What was once a soldier's chapel is now home to Ireland's printing heritage. Built in the 1860s, the former Garrison Chapel now houses a unique collection of implements, artefacts and machines from all sectors of the printing industry in Ireland.
Step into our printing workshop of yesteryear. Visitors are first introduced to the 'father of printing' Johann Gutenberg. Gutenberg was the creator of movable metal type and he completed the first substantial book, the Gutenberg Bible in 1455. Experience how those first compositors of centuries past, typeset letter by letter and line by line.
The use of hot metal casting in the 19th century transformed the whole industry. The Linotype and Monotype machines are examples of this pioneering technology. It was on a Linotype similar to the one housed in the Museum that the first edition of Ulysses was printed.
Our uniquely ornate printing presses stand proudly beside a Wharfedale press, known as the 'war-horse' of printing.
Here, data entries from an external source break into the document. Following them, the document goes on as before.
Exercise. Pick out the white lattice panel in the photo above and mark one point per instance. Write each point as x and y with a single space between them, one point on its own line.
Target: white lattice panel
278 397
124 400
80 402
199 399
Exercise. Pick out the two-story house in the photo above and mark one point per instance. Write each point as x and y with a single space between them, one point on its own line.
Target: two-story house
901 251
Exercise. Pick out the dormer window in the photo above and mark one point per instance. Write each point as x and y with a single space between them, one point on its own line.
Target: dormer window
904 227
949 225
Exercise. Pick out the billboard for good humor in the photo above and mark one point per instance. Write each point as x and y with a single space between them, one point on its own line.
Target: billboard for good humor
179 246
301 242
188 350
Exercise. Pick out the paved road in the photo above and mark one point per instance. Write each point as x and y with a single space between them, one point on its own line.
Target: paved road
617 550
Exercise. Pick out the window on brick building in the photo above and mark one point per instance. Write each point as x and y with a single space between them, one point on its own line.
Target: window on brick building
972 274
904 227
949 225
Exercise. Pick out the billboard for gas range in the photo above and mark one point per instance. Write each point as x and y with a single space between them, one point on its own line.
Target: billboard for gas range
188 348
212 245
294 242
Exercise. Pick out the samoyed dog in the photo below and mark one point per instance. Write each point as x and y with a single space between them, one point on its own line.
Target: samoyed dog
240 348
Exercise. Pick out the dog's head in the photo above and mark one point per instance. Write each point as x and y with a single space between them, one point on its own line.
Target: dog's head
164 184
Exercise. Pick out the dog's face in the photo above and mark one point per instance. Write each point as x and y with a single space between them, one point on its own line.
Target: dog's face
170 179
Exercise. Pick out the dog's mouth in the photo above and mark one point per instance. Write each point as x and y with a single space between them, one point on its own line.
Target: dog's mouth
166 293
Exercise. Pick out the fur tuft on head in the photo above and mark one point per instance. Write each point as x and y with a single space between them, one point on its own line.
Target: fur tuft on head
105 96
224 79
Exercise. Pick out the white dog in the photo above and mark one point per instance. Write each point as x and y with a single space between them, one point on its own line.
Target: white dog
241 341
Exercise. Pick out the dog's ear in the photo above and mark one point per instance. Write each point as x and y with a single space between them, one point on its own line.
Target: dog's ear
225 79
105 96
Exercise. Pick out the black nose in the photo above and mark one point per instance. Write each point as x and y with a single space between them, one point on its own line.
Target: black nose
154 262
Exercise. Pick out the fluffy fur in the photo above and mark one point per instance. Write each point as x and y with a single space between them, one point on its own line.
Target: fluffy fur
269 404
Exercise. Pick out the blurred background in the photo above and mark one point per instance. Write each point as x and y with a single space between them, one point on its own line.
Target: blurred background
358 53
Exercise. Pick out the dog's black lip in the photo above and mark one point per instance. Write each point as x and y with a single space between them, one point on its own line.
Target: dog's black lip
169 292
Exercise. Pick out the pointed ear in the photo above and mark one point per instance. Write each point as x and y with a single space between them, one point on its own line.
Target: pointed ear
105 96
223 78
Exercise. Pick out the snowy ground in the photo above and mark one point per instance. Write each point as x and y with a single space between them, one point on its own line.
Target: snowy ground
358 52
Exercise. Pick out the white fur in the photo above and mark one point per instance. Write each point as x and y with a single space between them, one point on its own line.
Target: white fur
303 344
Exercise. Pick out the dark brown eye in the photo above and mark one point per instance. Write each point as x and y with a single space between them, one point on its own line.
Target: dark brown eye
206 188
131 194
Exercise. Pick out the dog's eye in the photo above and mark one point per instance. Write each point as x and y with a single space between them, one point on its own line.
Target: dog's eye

The 1916 proclamation was printed on one of these remarkable machines.
The associated skills of bookbinding and stitching are also represented as is a unique pen-ruling machine, used to line thousands of children's' copybooks for many years past.
Headline events in world history are commemorated in framed newspaper pages which adorn the walls of the gallery upstairs.
The visit includes a fascinating Audio visual show which brings the viewer step by step through the printing process.